A cambio se ha contratado estos días a la directora mexicana Alondra de la Parra, menos refinada, pero bien dispuesta: se le ve que aprecia esta música (en «México se piensa mucho en tí», que decía Lara en otros tiempos menos crispados), aunque a veces el entusiasmo se le desborde un poco, y momentos como el del Pasadoble, antes del segundo acto, resulten algo desprovistos de auténtico garbo. La orquesta, que tampoco es un modelo de clase y elegancia, se mostró más sólida y compacta que en otras ocasiones.

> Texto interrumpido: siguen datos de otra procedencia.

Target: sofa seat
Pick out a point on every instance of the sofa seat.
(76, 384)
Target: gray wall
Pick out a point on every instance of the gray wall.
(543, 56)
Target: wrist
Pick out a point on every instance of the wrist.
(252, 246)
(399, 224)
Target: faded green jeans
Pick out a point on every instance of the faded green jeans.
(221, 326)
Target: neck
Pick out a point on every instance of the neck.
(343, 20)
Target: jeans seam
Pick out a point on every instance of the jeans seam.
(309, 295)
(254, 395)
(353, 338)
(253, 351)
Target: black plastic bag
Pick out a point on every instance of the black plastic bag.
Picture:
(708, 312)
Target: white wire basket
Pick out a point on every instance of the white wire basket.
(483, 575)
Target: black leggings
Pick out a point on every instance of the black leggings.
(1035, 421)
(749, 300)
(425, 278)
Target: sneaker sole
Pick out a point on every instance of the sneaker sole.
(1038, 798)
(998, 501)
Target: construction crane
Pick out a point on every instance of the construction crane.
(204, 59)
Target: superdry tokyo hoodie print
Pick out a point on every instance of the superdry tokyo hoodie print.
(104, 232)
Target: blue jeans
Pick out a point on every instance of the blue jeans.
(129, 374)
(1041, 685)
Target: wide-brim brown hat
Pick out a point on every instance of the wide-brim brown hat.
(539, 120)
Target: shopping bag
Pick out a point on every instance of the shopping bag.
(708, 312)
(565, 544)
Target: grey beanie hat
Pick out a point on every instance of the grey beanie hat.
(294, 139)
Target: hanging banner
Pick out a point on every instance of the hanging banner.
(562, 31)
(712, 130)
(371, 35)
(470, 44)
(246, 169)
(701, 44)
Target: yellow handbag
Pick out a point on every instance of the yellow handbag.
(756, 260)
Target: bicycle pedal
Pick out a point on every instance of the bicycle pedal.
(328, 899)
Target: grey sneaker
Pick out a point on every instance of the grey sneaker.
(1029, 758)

La soprano Vanessa Goikoetxea, gran triunfadora de estas funciones

Todo el reparto se compenetra y, muy bien dirigido en lo escénico, ofreció una labor de conjunto más que notable. Con sus limitados medios de barítono lírico, Manel Esteve compone un Joaquín arrojado en los momentos que demandan mayor pasión, aunque a la voz le falte algo de cuerpo y acentos más rotundos. Gran triunfadora de estas funciones resultó la soprano Vanessa Goikoetxea, en un momento de espléndida madurez, para redondear una Ascensión pletórica, magníficamente dibujada a partir de una expresividad de hondo calado, que brilla tanto en esos instantes que exigen plegarse a un mayor lirismo como en aquellos otros en que hace falta echar el resto.

Fantásticos la citada Martín y el veterano Enrique Baquerizo y a muy buen nivel el resto, con un espléndido Ángel Ruiz como Espasa, un aseado Gerardo López y una pizpireta, ideal como actriz y más que digna en su desempeño vocal, Nuria García Arrés. Con noches como esta, la zarzuela tiene más que garantizada su existencia por los siglos; al menos, mientras aún persista la identificación con unos rasgos comunes del ser español, más evidentes a través la música que en otras manifestaciones.